Downloading Multiple Datasets at Once
Downloading multiple datasets at once using the Kaggle API in Python is a handy way to save time when you need to load multiple datasets from Kaggle for your projects.
Here’s how we can get multiple datasets at once using the Kaggle API in Python:
import kaggle # list of dataset IDs to download dataset_ids = ['themrityunjaypathak/imdb-top-100-movies', 'ahbab911/top-250-korean-dramas-kdrama-dataset', 'senapatirajesh/netflix-tv-shows-and-movies'] # downloading the datasets for dataset_id in dataset_ids: kaggle.api.dataset_download_files(dataset_id, path="./", unzip=True)

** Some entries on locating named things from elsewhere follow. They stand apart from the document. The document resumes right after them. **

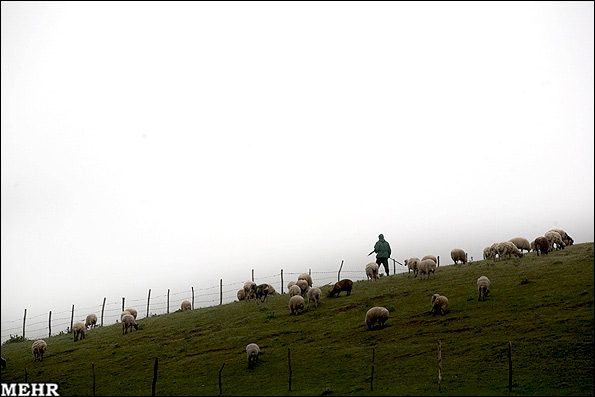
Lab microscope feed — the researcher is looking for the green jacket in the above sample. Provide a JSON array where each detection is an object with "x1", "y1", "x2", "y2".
[{"x1": 374, "y1": 239, "x2": 390, "y2": 259}]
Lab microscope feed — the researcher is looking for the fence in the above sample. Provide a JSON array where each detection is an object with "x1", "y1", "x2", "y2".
[{"x1": 1, "y1": 261, "x2": 414, "y2": 342}]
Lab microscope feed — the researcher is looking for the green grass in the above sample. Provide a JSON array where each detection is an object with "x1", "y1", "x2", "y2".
[{"x1": 2, "y1": 243, "x2": 595, "y2": 396}]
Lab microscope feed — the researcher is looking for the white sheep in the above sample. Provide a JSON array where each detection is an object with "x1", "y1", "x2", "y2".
[
  {"x1": 544, "y1": 230, "x2": 566, "y2": 250},
  {"x1": 477, "y1": 276, "x2": 490, "y2": 301},
  {"x1": 298, "y1": 273, "x2": 312, "y2": 287},
  {"x1": 289, "y1": 295, "x2": 305, "y2": 316},
  {"x1": 308, "y1": 287, "x2": 322, "y2": 308},
  {"x1": 430, "y1": 294, "x2": 448, "y2": 314},
  {"x1": 180, "y1": 300, "x2": 192, "y2": 312},
  {"x1": 122, "y1": 314, "x2": 138, "y2": 335},
  {"x1": 72, "y1": 322, "x2": 87, "y2": 342},
  {"x1": 508, "y1": 237, "x2": 531, "y2": 252},
  {"x1": 417, "y1": 259, "x2": 436, "y2": 280},
  {"x1": 405, "y1": 257, "x2": 419, "y2": 277},
  {"x1": 31, "y1": 339, "x2": 48, "y2": 361},
  {"x1": 450, "y1": 248, "x2": 467, "y2": 264},
  {"x1": 366, "y1": 262, "x2": 378, "y2": 281},
  {"x1": 85, "y1": 313, "x2": 97, "y2": 328},
  {"x1": 289, "y1": 284, "x2": 302, "y2": 297},
  {"x1": 246, "y1": 343, "x2": 260, "y2": 368},
  {"x1": 365, "y1": 306, "x2": 390, "y2": 329}
]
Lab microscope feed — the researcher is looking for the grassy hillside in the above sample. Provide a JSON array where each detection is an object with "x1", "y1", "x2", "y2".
[{"x1": 2, "y1": 243, "x2": 595, "y2": 396}]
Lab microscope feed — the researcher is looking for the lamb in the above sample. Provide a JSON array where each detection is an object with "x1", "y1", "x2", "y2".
[
  {"x1": 328, "y1": 278, "x2": 353, "y2": 298},
  {"x1": 405, "y1": 257, "x2": 419, "y2": 277},
  {"x1": 289, "y1": 295, "x2": 305, "y2": 316},
  {"x1": 246, "y1": 343, "x2": 260, "y2": 368},
  {"x1": 508, "y1": 237, "x2": 531, "y2": 253},
  {"x1": 366, "y1": 306, "x2": 390, "y2": 329},
  {"x1": 31, "y1": 339, "x2": 48, "y2": 361},
  {"x1": 85, "y1": 313, "x2": 97, "y2": 328},
  {"x1": 450, "y1": 248, "x2": 467, "y2": 265},
  {"x1": 289, "y1": 284, "x2": 302, "y2": 297},
  {"x1": 366, "y1": 262, "x2": 378, "y2": 281},
  {"x1": 477, "y1": 276, "x2": 490, "y2": 301},
  {"x1": 544, "y1": 231, "x2": 566, "y2": 250},
  {"x1": 122, "y1": 314, "x2": 138, "y2": 335},
  {"x1": 72, "y1": 322, "x2": 87, "y2": 342},
  {"x1": 534, "y1": 236, "x2": 550, "y2": 256},
  {"x1": 298, "y1": 273, "x2": 312, "y2": 287},
  {"x1": 430, "y1": 294, "x2": 448, "y2": 315},
  {"x1": 418, "y1": 259, "x2": 436, "y2": 280},
  {"x1": 180, "y1": 300, "x2": 192, "y2": 312},
  {"x1": 308, "y1": 287, "x2": 322, "y2": 308}
]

So, to load multiple datasets, we just need to create a list with identifiers – author and dataset name – and then loop them. To access these datasets, you can use
pandas.read_csv() for cvs files and
pandas.read_excel() for xls, xlsx, xlsm, xlsb files.
Using Kaggle Datasets in Various Cases
Kaggle is a platform that hosts a variety of data sets for different use cases:
- Machine Learning
Kaggle datasets are valuable for machine learning enthusiasts, data scientists, and researchers. The datasets available on Kaggle range from simple to large-scale datasets used in industry and academia.
- Data Exploration
Kaggle datasets can be used for data exploration and analysis. This includes data cleaning and preprocessing tasks, exploring patterns and relationships in the data, and creating visualizations to help gain insights into the data.
- Data visualization
Kaggle data sets can also be used to visualize data, such as creating charts, graphs, and maps to help convey insights and conclusions.
Kaggle also runs machine learning competitions where participants can use Kaggle datasets to build models and compete against others to see who achieves the best results.
The variety of datasets available on Kaggle and the ability to use them for many purposes make Kaggle a valuable resource for anyone who works with data.
Using the Kaggle API, you can easily access datasets and competition files from the command line, making your data science and machine learning workflow more streamlined and efficient.
This tutorial covered what Kaggle is, the Kaggle API, how to use it, and why. We learned different methods of downloading datasets directly from Jupiter notebook, including how to download multiple datasets at once, search certain topic-related datasets, and many more.